Here’s what OpenAI employees are saying about the company’s future
OpenAI wants to restructure into a fully for-profit company after years of being largely nonprofit.
After a whirlwind week for OpenAI, former and current employees are weighing in on the company’s path forward.
OpenAI’s chief technology officer, Mira Murati, and top researchers, Barret Zoph and Bob McGrew, announced their resignations on Wednesday last week. The following day, OpenAI CEO Sam Altman confirmed reports that the company was considering restructuring itself as a for-profit company and leaving its nonprofit origins behind.
OpenAI has so far been mostly quiet about the restructuring. It hasn’t issued a formal statement, but Altman said the company has been thinking about it as part of “what it takes to get to our next stage” at a talk during Italian Tech Week last Thursday. The move to a for-profit benefit company coincides with an effort by OpenAI to raise billions in new investment.
Outsiders wonder what these developments mean about OpenAI’s inner workings, especially since several other high-profile executives and researchers have also recently left the company.
According to some of OpenAI’s departing employees, there is internal concern that the shift to a for-profit company confirms what they already suspected: Altman is prioritizing profit over safety.
OpenAI’s mission from the start has been to develop artificial general intelligence — a still theoretical version of AI that can reason like humans — in a way that is safe and benefits all of humanity. The company’s commitment to the latter half of that mission has been a point of contention in recent years.

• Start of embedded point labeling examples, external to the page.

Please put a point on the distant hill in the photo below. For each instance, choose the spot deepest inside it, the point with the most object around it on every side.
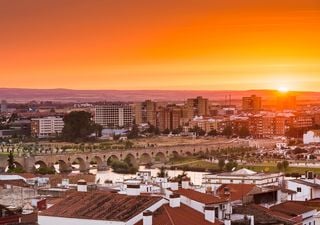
(67, 95)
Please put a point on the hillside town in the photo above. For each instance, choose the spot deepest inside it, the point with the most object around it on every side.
(260, 163)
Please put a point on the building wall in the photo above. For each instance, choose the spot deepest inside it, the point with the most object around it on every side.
(302, 195)
(49, 220)
(311, 137)
(114, 115)
(47, 126)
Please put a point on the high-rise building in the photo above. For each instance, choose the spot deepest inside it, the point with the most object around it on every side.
(114, 115)
(46, 126)
(286, 101)
(198, 106)
(4, 106)
(146, 112)
(251, 104)
(169, 117)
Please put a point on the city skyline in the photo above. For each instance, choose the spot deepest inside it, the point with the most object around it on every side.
(160, 45)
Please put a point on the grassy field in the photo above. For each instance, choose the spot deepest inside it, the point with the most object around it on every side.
(196, 164)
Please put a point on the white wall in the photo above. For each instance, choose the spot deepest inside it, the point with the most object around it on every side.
(299, 196)
(49, 220)
(193, 204)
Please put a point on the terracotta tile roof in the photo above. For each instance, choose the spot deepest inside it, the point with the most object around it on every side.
(237, 191)
(263, 215)
(200, 197)
(19, 183)
(24, 175)
(73, 178)
(99, 205)
(182, 215)
(303, 182)
(291, 208)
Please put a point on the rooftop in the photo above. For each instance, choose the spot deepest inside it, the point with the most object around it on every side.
(291, 208)
(307, 183)
(182, 215)
(100, 205)
(263, 215)
(236, 191)
(200, 197)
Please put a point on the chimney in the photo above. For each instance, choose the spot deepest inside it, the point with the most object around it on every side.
(209, 214)
(251, 219)
(82, 186)
(185, 184)
(174, 185)
(147, 218)
(174, 201)
(133, 189)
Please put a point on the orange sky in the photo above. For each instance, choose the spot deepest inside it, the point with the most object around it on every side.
(160, 44)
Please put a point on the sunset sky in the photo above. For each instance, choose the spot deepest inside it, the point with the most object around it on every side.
(160, 44)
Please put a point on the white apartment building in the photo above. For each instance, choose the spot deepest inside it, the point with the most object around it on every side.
(114, 115)
(46, 126)
(305, 189)
(242, 176)
(311, 137)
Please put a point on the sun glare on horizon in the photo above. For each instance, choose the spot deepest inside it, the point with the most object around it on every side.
(283, 89)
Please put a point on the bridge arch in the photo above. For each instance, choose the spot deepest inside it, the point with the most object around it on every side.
(112, 158)
(40, 164)
(145, 158)
(131, 159)
(160, 157)
(81, 162)
(62, 166)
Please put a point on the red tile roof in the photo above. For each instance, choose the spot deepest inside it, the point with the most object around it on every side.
(237, 191)
(18, 183)
(200, 197)
(182, 215)
(291, 208)
(99, 205)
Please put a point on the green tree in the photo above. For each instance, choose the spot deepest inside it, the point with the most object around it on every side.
(134, 132)
(128, 145)
(231, 165)
(77, 126)
(280, 166)
(213, 133)
(285, 164)
(166, 131)
(11, 165)
(221, 164)
(227, 131)
(243, 132)
(162, 173)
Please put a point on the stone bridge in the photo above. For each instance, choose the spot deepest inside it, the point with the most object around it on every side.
(103, 159)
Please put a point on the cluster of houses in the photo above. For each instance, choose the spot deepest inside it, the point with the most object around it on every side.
(233, 198)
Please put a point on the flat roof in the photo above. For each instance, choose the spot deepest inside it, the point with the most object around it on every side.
(101, 205)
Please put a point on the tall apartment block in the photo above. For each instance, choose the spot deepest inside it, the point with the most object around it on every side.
(46, 126)
(169, 117)
(114, 115)
(286, 101)
(251, 104)
(198, 106)
(4, 106)
(146, 112)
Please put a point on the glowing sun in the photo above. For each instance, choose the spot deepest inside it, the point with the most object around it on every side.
(283, 89)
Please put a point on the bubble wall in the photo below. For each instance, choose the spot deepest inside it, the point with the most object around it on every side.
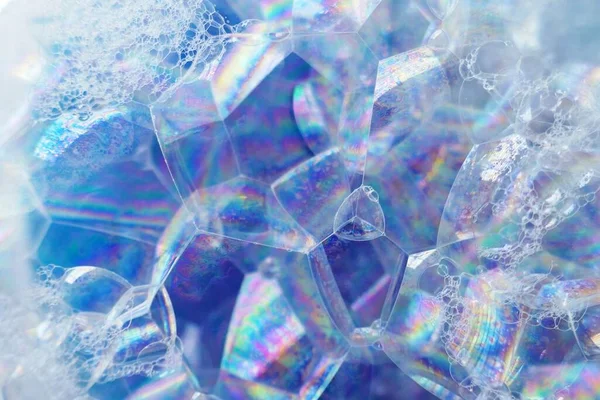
(299, 199)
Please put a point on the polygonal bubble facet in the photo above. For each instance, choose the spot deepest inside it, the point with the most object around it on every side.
(265, 138)
(410, 87)
(317, 109)
(245, 209)
(272, 353)
(245, 63)
(103, 192)
(211, 266)
(410, 135)
(313, 191)
(354, 278)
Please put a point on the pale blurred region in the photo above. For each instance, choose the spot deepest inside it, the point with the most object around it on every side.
(20, 64)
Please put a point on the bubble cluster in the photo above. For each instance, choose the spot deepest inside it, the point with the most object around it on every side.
(310, 199)
(98, 61)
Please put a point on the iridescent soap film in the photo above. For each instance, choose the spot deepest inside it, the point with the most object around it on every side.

When OpenAI safety leader Jan Leike announced his resignation in May, he said on X he had thought it would be “the best place in the world to do this research.” By the time he left, however, he said he had reached a “breaking point” with OpenAI’s leadership over the company’s core priorities.
Gretchen Krueger, a former policy researcher at OpenAI, said the company’s nonprofit governance structure and cap on profits were part of the reason she joined in 2019 — the year that OpenAI added a for-profit arm. “This feels like a step in the wrong direction, when what we need is multiple steps in the right direction,” she said Sunday on X.
She said OpenAI’s bid to transition into a public benefit corporation — a for-profit company intended to generate social good — isn’t enough. As one of the biggest developers of artificial general intelligence, OpenAI needs “stronger mission locks,” she wrote.
Current employees, however, are mostly towing the company line, at least publicly.
Noam Brown, a researcher at OpenAI, disagrees that the company has lost its focus on research. “Those of us at @OpenAI working on o1 find it strange to hear outsiders claim that OpenAI has deprioritized research. I promise you all, it’s the opposite,” he wrote on X on Friday.
Earlier this month, OpenAI released o1, a new set of AI models that it says are “designed to spend more time thinking before they respond.”
Brown, like other current employees, didn’t weigh in on the near-simultaneous departures of Murati, Zoph, and McGrew other than to note he would miss them.
Mark Chen, the senior vice president of research at OpenAI, also reaffirmed his commitment to the company. “I truly believe that OpenAI is the best place to work on AI, and I’ve been through enough ups and downs to know it’s never wise to bet against us,” he wrote on X on Wednesday.
OpenAI did not immediately respond to a request for comment from B-17.